This is an example of the complex nature of our sick society in Rwanda

This article is about my first cousin’s testimony. We grew up together both raised by my grandparents when she went to APACE. The war started when she was at Mudende and our aunt was the head of the cafeteria there. She recounts how our aunt allegedly chased her and those she was hiding with so they wouldn’t kill my aunt’s children, our cousins, because of them.

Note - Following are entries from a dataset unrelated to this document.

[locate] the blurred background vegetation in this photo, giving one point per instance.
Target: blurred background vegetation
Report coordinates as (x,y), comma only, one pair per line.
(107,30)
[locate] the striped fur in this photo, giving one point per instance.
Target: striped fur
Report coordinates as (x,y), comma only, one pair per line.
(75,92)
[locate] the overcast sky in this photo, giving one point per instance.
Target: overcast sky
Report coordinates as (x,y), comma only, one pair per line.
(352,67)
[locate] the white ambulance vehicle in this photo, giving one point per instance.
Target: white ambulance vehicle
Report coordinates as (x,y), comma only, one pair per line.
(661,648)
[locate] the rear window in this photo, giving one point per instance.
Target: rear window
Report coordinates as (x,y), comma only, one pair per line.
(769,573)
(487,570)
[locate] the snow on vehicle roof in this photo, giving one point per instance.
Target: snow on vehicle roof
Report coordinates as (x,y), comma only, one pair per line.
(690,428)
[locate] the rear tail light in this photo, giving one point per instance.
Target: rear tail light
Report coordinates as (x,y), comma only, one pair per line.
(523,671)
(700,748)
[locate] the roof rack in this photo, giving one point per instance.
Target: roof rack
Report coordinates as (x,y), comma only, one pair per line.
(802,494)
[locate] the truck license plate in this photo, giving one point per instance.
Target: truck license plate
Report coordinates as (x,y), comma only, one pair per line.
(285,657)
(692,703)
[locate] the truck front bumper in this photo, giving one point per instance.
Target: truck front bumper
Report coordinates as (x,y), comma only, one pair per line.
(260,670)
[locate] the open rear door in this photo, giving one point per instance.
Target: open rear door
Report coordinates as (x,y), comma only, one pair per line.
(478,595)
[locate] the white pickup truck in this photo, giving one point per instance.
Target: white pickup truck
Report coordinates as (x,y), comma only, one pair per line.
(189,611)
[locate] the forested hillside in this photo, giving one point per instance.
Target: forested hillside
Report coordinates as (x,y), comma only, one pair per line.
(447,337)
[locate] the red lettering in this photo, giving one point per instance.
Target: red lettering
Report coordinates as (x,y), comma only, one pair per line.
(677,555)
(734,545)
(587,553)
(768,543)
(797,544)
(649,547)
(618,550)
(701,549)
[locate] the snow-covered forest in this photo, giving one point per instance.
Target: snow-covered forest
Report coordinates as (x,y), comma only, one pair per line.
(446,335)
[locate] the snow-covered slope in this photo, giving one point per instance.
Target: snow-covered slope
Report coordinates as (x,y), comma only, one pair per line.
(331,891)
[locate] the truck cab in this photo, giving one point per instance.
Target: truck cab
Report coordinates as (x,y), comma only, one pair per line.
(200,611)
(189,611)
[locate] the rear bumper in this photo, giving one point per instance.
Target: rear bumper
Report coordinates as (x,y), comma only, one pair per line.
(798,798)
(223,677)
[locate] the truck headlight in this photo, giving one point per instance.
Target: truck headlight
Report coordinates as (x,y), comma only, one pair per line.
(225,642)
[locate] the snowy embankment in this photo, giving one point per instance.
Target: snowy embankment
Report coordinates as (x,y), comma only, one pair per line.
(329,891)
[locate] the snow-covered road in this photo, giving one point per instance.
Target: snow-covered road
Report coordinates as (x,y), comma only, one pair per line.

Before I go on, I have to say that Nelly suffered a lot, as most Rwandans did, during the war. Her father and two brothers were killed. Many of her friends, neighbors, and extended families were killed. Growing up in my grandparents’ house, we were more like siblings and less like cousins. When the war began, only her younger sister was staying at my grandparent’s. I was living mostly with my dad still in the same compound. Her two brothers had moved in with their oldest brother near Kabusunzu. Some of you might know the oldest as he was a journalist. Obed Bazimaziki. He was killed just outside the gates of my grandparent’s house. I know because I was there that day. They had caught him further down the road and had not killed him because they said he was the pastor’s grandkid. The crowd brought him up the road and had almost brought him home when a pickup truck passed them and a soldier asked what the commotion was about. When they told him it was an “inyenzi,” the soldier shot him dead there. It was around 3 or so in the afternoon. I heard the shots as I was playing with some kids and ran to see what was going on as it sounded nearby. One of the neighbor kids who had witnessed the exchange told a group of us what was going on. The sister was so distraught and kept wanting to go cover him with a sheet but we waited until evening and someone at home went and covered his body with a bedsheets. Nelly always blamed my grandfather for Obed’s death. Not just his, but also her other brother’s death, too. In truth, there was nothing he could have done.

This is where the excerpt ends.